Reading Book 5, we get a sense of the erotic motivation for Odysseus’ journey home. We find elsewhere in The Odyssey other kinds of desires, like desire for civilization and for proper status.
We see that civilized society is important to ancient Greek culture: Book 9 gives us Odysseus’ famous confrontation with the cyclops. When Odysseus and his men land on uncharted territory, they search the place to see what kind of people live there. Odysseus recounts that the land is filled with “Lawless savages who leave everything / Up to the gods. These people neither plow nor plant, / But everything grows for them unsown” (9.104-6). A marker of good civilization, then, is cultivation. Greek culture was devoted to the gods, but only “lawless savages” left everything up to the gods.

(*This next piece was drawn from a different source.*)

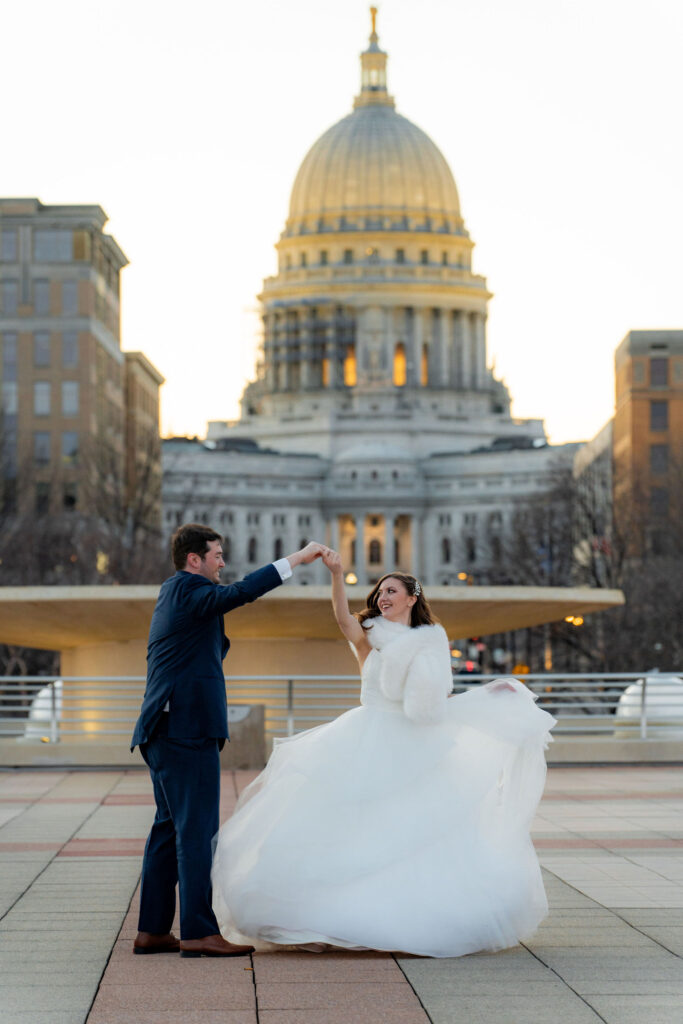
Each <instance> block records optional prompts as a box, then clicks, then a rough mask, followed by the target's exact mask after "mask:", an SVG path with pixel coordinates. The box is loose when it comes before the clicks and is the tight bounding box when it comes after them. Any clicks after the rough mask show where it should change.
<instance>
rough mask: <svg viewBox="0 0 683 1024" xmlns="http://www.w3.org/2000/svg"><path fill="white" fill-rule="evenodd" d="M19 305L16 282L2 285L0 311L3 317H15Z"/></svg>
mask: <svg viewBox="0 0 683 1024" xmlns="http://www.w3.org/2000/svg"><path fill="white" fill-rule="evenodd" d="M18 304H19V286H18V282H16V281H3V283H2V311H3V313H4V314H5V316H16V309H17V306H18Z"/></svg>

Agricultural work made for a good society.
Odysseus also says that the Cyclopes “have no assemblies or laws but live / In high mountain caves, ruling their own / Children and wives and ignoring each other” (9.110-12). Greek culture understood personal identity in terms of social structures. The sense of individuation that we have was considered an aberration from the norm. Even families were not the sole social marker of a person’s identity. Greeks were part of a larger civil community that was important to their understanding of the self. The Cyclopes reveal their monstrosity by “ignoring each other.”
Elsewhere we find that the Cyclopes have no craftsmen and they don’t eat bread. It turns out, in fact, that the Cyclopes are cannibalistic, and the drama of Book 9 is centered on Odysseus’ witty escape from a hungry cyclops.
Now, if civilization is one desire, the return to proper status is another. What is interesting about The Odyssey, I think, is the way Odysseus returns to his proper status in his household. He has to mask himself as a beggar. Instead of coming in, “guns a-blazing,” Odysseus takes a more indirect route to regaining his status at home. The Greek ideal of warrior status found in The Iliad is here challenged by the image of a hero who seeks glory by first debasing himself.